MRIS has relationships with Washington Post writers and management that helps gets the MLS’ story and perspective out there, helping consumers better understand the firm’s value proposition in the real estate space.

In the near and midterm, the deal won’t significantly alter the MLS landscape, Charron said. But longer term, he sees how the merger might lead to a consolidation in the MLS space, to remove the redundant fees (along with inefficiencies) that some brokerages pay whose footprints span multiple MLSs.

“I don’t think (the merger) will affect Houston Association of Realtors’ business model moving forward statewide one bit,” said Danny Frank, who served as chairman of HAR’s board of directors in 2013. HAR.com is a leader in Houston and will grow in prominence as its statewide site that it announced in March becomes established, he said.

“With the statewide launch of har.com … we’re going to fortify our base even more, which will make it even stronger in the eyes of the consumer,” Frank said.

“Now under one brand name I think the (ad prices on Zillow) will go up,” said Frank, who also serves as vice president of sales for Houston-based Coldwell Banker United, Realtors. “Every agent needs to justify for themselves what they are willing to pay for a lead,” he said.

“That’s the $3.5 billion question,” Frank said. “You’re just buying advertising.” People don’t understand that Zillow isn’t a real estate company — it’s an advertising company, he added.

Kipp Cooper, CEO of North Alabama MLS, says that he doesn’t think the coming mega-portal will provide competition for the new public-facing website his MLS is rolling out later this week at valleyMLS.com.

North Alabama negotiated direct-feed agreements with Zillow, Trulia and Homes.com when it rolled out a new syndication platform from Bridge Interactive Group in October. The portals send links back to the MLS’ website as part of those agreements.

“With our link-back agreements with both Zillow and Trulia, we anticipate our valleymls.com traffic to significantly increase to well over 5 million page views per month,” Cooper said.

Agent reactions

Anthony Schippa, a sales associate at Remerica United Realty, thinks that the merger could help “strengthen the opportunity” for Zillow to deal a death blow to MLSs.

Although Zillow has always denied that it has any plans to replace the MLS, the portal’s recent introduction of “coming soon” listings has revived speculation that company leaders might harbor such ambitions.

The only thing that differentiates Zillow from an MLS now is that listing agents don’t have to make offers of compensation to agents who bring buyers to a deal, Schippa said.

Even if Zillow doesn’t want to replace the MLS, the listing portal could still render it irrelevant, said Aldo Figueroa, an agent at Monkton, Maryland-based Riley and Associates Realtors.

“If it becomes an MLS its probably because homeowners start listing their houses there,” Figueroa said.
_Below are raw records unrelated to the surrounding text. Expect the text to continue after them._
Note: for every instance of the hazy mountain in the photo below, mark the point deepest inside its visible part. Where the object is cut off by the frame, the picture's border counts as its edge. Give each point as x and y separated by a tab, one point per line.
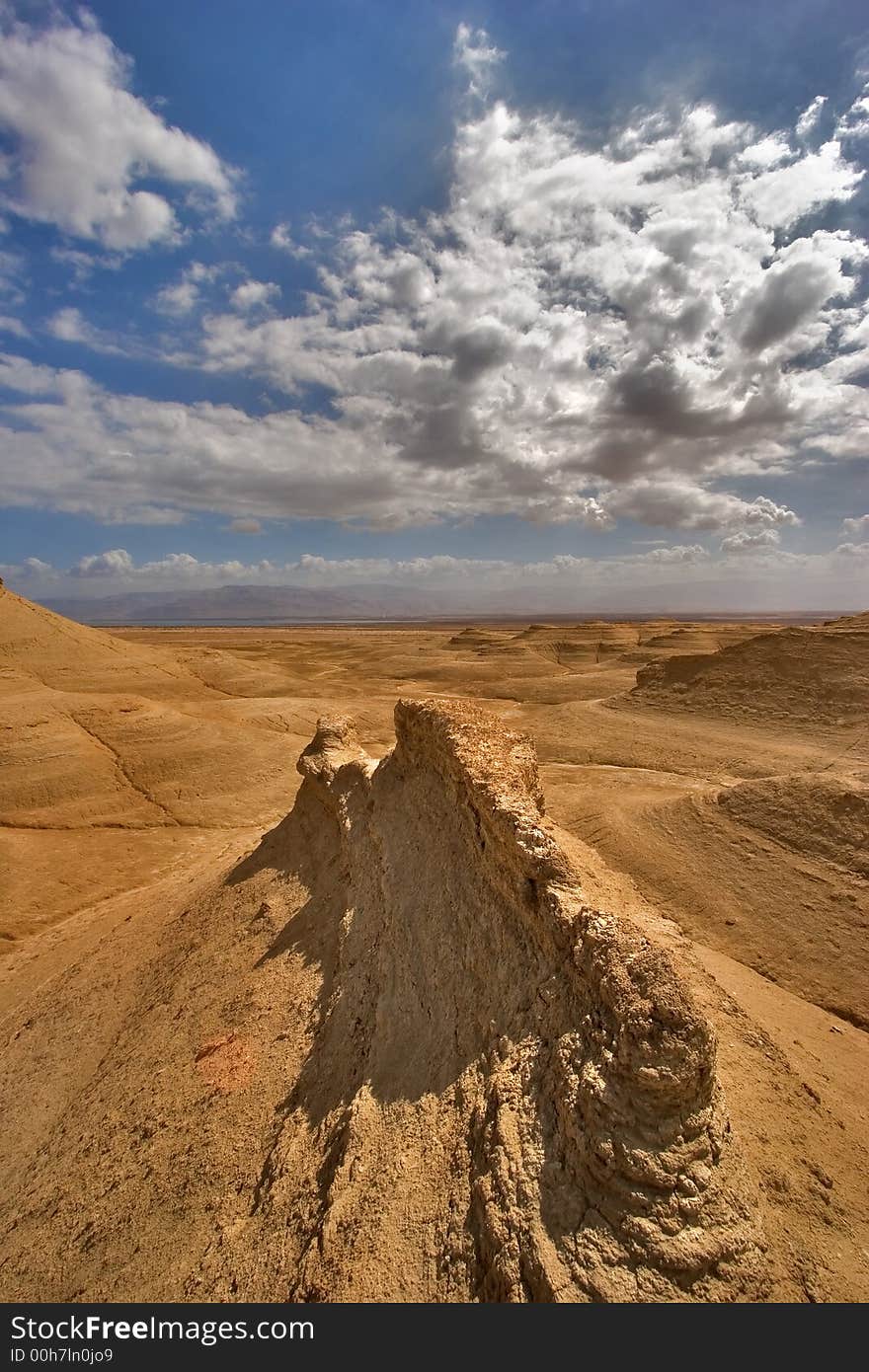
228	604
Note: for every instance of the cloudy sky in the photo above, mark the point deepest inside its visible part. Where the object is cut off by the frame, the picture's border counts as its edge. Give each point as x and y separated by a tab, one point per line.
449	294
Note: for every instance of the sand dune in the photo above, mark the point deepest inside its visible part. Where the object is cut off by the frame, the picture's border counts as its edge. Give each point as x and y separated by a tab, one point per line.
330	1111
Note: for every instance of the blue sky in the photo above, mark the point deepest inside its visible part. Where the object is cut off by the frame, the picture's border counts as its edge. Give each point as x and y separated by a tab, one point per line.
552	292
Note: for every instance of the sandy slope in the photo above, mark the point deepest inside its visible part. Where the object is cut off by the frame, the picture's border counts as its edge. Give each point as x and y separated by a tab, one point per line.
137	766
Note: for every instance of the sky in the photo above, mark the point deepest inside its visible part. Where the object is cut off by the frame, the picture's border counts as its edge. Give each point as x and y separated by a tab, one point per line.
470	296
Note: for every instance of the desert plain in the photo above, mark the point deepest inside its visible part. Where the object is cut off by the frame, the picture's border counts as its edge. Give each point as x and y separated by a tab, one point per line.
567	1001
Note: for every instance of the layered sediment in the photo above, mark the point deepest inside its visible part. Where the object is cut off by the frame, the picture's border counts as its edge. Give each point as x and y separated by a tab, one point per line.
592	1156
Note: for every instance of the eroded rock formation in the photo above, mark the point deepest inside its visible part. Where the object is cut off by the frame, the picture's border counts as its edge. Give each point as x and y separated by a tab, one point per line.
541	1063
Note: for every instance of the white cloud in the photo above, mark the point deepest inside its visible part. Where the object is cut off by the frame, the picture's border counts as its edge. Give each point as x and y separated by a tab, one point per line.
83	140
750	541
182	296
32	570
477	58
854	122
588	333
810	116
283	240
117	562
70	326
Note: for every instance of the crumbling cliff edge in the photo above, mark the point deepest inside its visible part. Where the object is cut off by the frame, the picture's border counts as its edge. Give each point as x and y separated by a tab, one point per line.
592	1154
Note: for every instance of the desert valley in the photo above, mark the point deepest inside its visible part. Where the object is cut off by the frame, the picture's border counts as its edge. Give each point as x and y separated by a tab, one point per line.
542	977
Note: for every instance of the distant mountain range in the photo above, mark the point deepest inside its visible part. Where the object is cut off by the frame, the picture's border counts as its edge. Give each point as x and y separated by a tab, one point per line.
234	604
386	601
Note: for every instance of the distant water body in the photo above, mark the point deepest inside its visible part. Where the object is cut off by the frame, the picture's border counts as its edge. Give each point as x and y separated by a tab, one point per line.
538	616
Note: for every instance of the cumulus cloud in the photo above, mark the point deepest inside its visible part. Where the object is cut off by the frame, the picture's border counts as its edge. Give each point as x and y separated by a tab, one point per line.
750	541
810	115
70	326
854	122
763	575
588	333
477	56
83	141
31	570
116	562
281	239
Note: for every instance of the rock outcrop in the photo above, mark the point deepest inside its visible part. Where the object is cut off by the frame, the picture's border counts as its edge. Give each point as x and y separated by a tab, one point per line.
591	1151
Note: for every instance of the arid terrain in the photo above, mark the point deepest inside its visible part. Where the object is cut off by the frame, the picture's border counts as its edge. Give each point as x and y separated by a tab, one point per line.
572	1020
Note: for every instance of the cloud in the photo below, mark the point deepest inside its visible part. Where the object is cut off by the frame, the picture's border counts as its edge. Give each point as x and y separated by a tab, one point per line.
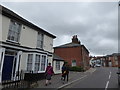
95	23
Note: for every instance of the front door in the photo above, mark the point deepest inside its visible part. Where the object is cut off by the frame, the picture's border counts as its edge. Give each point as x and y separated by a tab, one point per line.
7	68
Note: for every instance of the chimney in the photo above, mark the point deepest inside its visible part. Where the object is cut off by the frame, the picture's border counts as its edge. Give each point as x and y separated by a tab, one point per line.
75	39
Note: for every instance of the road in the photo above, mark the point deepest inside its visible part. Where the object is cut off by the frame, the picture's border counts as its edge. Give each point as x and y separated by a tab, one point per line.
103	77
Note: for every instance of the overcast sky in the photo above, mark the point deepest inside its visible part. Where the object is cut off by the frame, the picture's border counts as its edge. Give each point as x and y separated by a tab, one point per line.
95	23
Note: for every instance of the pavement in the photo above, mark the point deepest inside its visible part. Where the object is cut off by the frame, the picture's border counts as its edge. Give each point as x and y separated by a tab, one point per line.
57	83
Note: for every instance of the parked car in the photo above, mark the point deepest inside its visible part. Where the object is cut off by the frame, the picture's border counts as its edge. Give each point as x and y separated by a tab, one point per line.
118	76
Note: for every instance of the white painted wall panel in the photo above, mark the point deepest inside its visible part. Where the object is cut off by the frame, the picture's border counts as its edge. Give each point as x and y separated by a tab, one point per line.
28	37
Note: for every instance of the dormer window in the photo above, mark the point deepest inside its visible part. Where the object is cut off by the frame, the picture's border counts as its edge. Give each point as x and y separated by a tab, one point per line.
40	40
14	31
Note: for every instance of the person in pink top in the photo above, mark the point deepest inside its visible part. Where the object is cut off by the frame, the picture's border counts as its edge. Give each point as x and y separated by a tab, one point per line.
49	72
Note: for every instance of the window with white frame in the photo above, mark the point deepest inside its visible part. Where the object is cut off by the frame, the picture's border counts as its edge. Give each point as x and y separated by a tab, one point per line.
57	65
14	31
37	63
40	40
43	63
29	62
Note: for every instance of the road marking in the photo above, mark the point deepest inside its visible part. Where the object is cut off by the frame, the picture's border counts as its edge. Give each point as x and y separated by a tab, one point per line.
71	82
106	85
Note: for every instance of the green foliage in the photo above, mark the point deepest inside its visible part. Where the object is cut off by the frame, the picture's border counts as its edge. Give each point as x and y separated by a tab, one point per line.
76	68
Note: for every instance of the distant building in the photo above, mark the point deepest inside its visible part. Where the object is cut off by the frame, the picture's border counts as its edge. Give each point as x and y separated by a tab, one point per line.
74	53
23	46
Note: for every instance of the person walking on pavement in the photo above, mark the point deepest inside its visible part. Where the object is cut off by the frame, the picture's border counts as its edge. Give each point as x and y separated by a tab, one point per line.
49	72
65	72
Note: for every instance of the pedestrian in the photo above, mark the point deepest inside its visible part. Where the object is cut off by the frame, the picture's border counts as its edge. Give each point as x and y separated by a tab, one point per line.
49	72
65	72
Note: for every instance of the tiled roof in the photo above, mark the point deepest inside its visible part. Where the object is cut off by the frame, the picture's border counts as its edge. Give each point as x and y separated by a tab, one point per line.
68	45
8	13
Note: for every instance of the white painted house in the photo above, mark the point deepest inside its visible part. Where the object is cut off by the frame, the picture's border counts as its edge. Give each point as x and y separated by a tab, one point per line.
23	46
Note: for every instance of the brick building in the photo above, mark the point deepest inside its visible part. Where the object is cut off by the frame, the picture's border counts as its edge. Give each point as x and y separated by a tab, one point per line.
74	53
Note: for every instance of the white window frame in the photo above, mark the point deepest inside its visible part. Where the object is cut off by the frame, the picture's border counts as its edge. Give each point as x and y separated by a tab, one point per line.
40	40
15	33
29	62
44	62
34	62
57	65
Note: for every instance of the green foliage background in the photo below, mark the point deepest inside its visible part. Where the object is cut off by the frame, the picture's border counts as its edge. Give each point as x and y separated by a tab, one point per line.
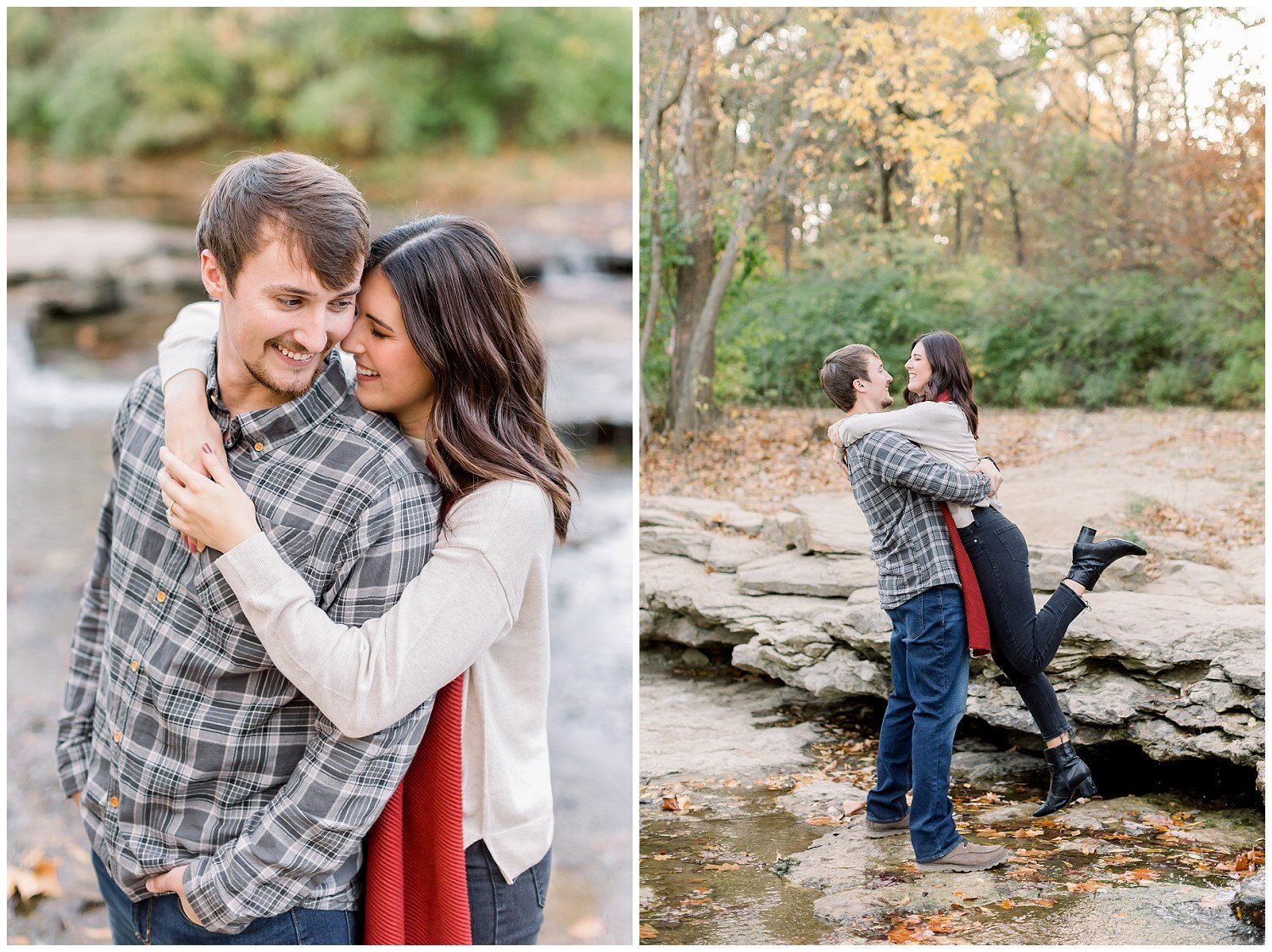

MLSs “are not going to be able to do much about it.”

Geoff Bray, owner of Bray Homes of Wayzata, MN Re/Max Results, agreed.

“If Zillow or Trulia control the listing content, they will control the consumer. If they control the consumer, then the agent needs to figure out how to stay relevant,” Bray said. “Is this finally the tipping point that consumers will have just as much information as the agents?”

Robert Beilenberg, who runs the two-person firm Beilenbarg & Associates with his wife, Jani, in the Denver area, says he suspects that the merger between Zillow and Trulia will lead to an increase in ad prices.

As an advertiser on both Zillow and Trulia, Beilenberg says he received separate emails today from both firms announcing the merger.

“I’m waiting for the other shoe to drop,” Beilenberg said.

If Zillow cranks up ad prices, he says he’ll look to advertise in other places, even those he’s left behind like local newspapers and glossy advertising booklets.

Jennifer Wehner, an agent with Solutions Real Estate in Scottsdale, Arizona, also suspects that the merger between Zillow and Trulia will result in higher advertising prices.

She currently advertises on Zillow, but says if prices go up she will shift more of her ad dollars and energy from buying leads from the portals to building out marketing herself in other arenas like her website and blog.

Inman News reporters Andrea Brambila and Teke Wiggin contributed reporting to this story.